Ici, on ne ferme jamais les pistes, on ne fait que planter un panneau pour indiquer de faire attention, quand les conditions sont minimales ou risquées
Il faut dire que Jackson Hole, qui ne compte même pas 10 000 âmes, forme une petite bourgade très agréable avec sa dégaine western, ses trottoirs de bois, ses passages couverts et ses bars aux allures de saloon. Au Million Dollar Cowboy Bar, les grizzlys et les pumas empaillés côtoient une piste de danse en ligne et un interminable bar, jalonné de vitraux sur la conquête de l’Ouest et flanqué de selles de cheval en guise de tabourets. « Les clients n’y sont pas déguisés en cowboys : ce sont des cowboys », assure Ryan.
Ces dernières années, Jackson Hole a aussi vu champignonner microbrasseries, bars à vins et excellentes tables, à mesure que la station de ski et le parc national gagnaient en popularité et en notoriété.
« Quand j’étais tout jeune, je suis tombé sur un article sur ce parc national et, quand j’ai vu les photos de ces montagnes formidables, j’ai tout de suite su qu’il fallait que je vienne ici un jour », confie Ryan. Plusieurs années plus tard, il a tenu parole et a quitté sa suffocante Floride, où ses parents s’étaient établis, pour atterrir à Jackson et ne plus jamais en repartir.

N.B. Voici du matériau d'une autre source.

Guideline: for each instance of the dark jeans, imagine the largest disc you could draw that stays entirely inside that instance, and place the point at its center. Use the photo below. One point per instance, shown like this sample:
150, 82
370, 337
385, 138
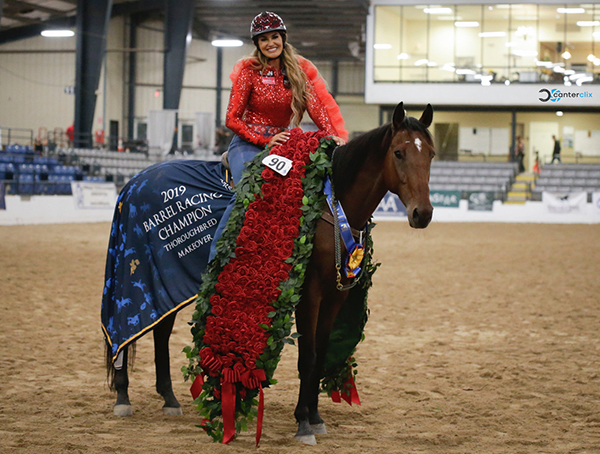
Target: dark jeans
240, 152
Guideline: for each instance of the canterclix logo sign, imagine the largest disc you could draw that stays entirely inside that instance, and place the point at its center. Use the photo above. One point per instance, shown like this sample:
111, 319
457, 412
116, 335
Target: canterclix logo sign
556, 95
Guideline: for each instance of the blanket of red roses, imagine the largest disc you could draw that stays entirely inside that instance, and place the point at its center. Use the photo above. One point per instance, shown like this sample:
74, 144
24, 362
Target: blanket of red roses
244, 310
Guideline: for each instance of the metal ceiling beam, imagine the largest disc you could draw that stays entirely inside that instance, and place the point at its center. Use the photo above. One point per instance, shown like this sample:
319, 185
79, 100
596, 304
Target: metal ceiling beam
178, 24
23, 19
92, 23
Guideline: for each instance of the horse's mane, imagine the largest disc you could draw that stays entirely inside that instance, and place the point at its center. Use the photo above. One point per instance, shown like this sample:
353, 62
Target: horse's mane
349, 159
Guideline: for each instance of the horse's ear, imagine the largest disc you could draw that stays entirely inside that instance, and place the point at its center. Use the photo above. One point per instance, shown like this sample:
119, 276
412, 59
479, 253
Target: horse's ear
427, 116
398, 117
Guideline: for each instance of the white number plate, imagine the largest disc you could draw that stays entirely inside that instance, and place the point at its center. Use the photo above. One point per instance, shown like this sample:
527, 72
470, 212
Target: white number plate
279, 164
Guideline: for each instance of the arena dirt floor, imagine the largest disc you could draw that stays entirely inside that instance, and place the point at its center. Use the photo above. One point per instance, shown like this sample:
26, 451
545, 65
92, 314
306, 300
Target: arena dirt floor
483, 338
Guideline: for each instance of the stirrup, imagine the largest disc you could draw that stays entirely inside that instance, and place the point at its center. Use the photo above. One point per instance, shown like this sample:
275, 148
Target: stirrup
225, 160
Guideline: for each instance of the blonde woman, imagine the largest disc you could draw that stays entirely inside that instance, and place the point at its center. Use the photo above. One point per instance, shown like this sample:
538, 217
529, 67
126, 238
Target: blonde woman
271, 90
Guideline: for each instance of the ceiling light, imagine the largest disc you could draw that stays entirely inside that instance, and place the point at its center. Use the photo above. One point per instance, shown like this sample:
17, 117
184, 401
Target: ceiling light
438, 10
524, 31
570, 10
588, 23
492, 34
449, 18
58, 33
227, 43
466, 24
525, 53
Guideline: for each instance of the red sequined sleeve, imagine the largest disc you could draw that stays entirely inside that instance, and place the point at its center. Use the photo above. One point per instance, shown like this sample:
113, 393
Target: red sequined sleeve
241, 78
321, 106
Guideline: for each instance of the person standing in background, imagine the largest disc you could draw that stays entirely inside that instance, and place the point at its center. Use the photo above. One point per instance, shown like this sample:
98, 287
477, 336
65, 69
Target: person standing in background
556, 151
271, 89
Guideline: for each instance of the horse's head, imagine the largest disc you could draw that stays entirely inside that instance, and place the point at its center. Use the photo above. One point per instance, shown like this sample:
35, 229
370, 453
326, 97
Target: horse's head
407, 164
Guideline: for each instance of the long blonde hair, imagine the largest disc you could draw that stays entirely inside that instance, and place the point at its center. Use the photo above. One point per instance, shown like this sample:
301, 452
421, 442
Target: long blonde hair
297, 78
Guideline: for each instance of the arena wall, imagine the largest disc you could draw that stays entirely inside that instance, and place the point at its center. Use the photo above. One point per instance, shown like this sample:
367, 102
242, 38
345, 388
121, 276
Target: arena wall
22, 210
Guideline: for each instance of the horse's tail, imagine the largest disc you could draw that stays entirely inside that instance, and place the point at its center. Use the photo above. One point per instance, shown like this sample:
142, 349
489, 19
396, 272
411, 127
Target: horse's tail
110, 368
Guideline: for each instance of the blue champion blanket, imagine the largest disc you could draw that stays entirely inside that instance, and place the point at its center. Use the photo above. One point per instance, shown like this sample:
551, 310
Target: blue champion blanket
163, 225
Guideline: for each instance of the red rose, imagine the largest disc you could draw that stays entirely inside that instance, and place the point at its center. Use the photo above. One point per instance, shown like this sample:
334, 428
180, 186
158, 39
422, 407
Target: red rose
313, 143
239, 368
217, 310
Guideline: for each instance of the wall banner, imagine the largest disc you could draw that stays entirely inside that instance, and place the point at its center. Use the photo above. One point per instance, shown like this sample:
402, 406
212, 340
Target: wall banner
481, 201
596, 202
390, 206
94, 195
565, 203
445, 199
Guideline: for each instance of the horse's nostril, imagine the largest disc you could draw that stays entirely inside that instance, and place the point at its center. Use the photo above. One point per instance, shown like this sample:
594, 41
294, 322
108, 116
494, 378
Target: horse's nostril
415, 215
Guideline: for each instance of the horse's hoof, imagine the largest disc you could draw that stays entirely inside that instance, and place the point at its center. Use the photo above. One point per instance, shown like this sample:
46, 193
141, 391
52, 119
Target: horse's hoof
122, 410
319, 429
307, 439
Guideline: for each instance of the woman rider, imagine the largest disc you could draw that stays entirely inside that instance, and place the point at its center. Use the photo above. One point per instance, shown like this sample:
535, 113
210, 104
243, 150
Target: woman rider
271, 90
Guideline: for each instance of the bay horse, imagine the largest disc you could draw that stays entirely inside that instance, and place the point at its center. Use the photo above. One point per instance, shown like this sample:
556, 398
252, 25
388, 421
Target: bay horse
395, 157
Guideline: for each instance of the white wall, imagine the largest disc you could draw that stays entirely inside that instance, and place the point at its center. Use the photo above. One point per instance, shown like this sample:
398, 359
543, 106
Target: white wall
61, 209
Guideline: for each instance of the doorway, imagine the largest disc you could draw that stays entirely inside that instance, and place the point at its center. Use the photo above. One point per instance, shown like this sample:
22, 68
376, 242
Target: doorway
540, 141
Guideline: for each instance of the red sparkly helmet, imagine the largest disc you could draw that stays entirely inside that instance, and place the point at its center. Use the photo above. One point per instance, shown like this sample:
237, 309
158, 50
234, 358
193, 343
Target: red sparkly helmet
266, 22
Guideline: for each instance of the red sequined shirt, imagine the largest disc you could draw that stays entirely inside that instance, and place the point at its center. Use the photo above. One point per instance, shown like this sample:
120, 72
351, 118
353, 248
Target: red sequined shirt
260, 106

Après quelques jours passés à dévaler les pentes, à dormir sous la tente dans le parc national et à grimper près des flancs des South, Middle et Great Teton, je suis bien obligé de lui donner raison.

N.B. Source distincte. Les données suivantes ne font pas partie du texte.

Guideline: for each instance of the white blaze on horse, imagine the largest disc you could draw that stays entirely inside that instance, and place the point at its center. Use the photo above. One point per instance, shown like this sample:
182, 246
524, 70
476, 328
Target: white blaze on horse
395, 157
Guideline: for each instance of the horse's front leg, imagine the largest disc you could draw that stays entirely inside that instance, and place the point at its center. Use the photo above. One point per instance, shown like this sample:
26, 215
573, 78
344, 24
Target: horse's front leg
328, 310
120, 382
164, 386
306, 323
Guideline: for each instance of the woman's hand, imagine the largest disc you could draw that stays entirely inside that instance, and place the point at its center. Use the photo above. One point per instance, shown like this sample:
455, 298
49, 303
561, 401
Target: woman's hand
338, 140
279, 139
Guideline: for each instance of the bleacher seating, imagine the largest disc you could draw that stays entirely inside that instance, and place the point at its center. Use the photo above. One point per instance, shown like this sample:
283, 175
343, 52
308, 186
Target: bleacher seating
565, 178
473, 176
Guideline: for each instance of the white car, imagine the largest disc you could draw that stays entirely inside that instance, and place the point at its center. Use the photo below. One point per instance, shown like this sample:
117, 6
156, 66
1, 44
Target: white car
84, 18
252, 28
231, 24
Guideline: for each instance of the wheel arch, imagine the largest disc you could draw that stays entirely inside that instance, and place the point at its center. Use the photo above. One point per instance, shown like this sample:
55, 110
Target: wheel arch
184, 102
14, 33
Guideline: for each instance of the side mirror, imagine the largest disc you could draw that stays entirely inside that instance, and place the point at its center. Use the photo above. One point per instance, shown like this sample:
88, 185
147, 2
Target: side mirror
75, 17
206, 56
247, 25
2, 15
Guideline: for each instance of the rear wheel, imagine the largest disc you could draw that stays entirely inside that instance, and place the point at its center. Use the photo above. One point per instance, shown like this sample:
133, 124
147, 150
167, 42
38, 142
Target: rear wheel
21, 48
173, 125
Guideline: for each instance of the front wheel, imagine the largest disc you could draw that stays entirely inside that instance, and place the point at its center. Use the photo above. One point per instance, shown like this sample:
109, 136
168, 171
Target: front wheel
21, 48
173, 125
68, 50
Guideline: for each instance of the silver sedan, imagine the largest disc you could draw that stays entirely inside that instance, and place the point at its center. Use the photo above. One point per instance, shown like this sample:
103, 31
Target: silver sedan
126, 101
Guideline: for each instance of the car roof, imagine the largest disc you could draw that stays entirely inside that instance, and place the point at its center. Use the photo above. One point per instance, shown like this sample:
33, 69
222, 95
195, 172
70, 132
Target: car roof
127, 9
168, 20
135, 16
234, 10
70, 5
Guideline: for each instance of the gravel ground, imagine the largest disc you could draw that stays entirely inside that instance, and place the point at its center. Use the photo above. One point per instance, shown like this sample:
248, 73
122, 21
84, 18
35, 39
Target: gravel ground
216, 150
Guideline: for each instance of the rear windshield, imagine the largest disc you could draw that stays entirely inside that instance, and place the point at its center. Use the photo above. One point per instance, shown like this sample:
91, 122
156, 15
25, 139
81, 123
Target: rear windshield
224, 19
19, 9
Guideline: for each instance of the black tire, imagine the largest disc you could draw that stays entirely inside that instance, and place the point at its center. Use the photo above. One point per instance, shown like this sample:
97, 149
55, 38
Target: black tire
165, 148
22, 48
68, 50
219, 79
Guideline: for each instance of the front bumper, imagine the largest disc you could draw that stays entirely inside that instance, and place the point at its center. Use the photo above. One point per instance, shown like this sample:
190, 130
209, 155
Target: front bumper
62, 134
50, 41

L’auteur était l’invité d’Arc’teryx et du Jackson Hole Mountain Resort.
En vrac
Le domaine skiable du Jackson Hole Mountain Resort est situé à environ cinq heures de vol de Montréal (via Chicago). Il est ouvert jusqu’à la mi-avril, lorsque débute la migration des wapitis. Le billet de remontée n’est pas donné : 170 $US / jour (136 $US la demi-journée), mais les forfaits de plusieurs jours sont plus avantageux.

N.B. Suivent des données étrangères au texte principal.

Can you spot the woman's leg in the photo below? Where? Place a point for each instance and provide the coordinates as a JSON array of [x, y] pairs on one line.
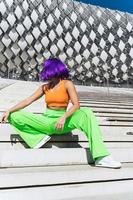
[[31, 127], [85, 120]]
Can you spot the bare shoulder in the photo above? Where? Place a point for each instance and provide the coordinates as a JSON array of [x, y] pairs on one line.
[[69, 84], [43, 87]]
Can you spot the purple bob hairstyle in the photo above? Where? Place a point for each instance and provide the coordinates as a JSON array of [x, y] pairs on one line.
[[53, 68]]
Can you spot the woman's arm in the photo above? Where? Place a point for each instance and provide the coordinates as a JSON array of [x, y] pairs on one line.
[[74, 99], [22, 104]]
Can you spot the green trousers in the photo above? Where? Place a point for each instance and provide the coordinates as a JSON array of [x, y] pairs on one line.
[[33, 127]]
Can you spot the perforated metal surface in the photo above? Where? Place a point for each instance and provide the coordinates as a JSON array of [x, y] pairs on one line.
[[95, 43]]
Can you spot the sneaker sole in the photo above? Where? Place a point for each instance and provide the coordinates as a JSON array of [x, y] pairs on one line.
[[43, 142]]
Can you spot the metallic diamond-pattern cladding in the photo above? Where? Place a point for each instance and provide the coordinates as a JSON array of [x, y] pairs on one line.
[[95, 43]]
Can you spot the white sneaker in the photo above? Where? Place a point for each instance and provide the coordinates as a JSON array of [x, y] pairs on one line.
[[108, 162], [42, 142]]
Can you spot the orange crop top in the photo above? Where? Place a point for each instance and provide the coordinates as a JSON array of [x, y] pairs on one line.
[[57, 97]]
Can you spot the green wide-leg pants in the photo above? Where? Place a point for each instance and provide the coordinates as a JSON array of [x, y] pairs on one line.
[[33, 127]]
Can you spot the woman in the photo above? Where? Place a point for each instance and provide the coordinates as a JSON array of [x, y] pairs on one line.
[[35, 129]]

Voisin immédiat de la station de ski, le Grand Teton National Park fourmille de possibilités de raquette, de fatbike, de ski nordique et de ski de montagne. Dans ce dernier cas, le tout se mérite au terme de plusieurs heures de grimpette avec peaux d’ascension et nécessite un guide, idéalement d’Exum Mountain Guides.
En février de chaque année se déroule l’Arc’teryx Backcountry Academy, qui donne lieu à une foule d’ateliers d’initiation (ski de montagne avec ou sans camping d’hiver, ski mountaineering, initiation à la planche divisible [splitboard], etc.). L’équipementier canadien organise également de tels événements l’été, à Squamish (Colombie-Britannique) et à Chamonix, en France.
S’il est possible de loger au pied des pentes de la station, au Teton Village (un joli mini-village à la Tremblant, bourré de bars, de cafés et de restos) et d’avoir ainsi droit à du ski aux pieds, l’hébergement y est assez coûteux. À Jackson Hole (30 minutes de bus), le Mountain Modern Motel constitue un bon rapport qualité-prix : dehors, l’endroit a tout d’un motel ; à l’intérieur, les chambres sont décorées façon hôtel-boutique. À compter de 110 $US par nuit pour une chambre avec petit-déjeuner.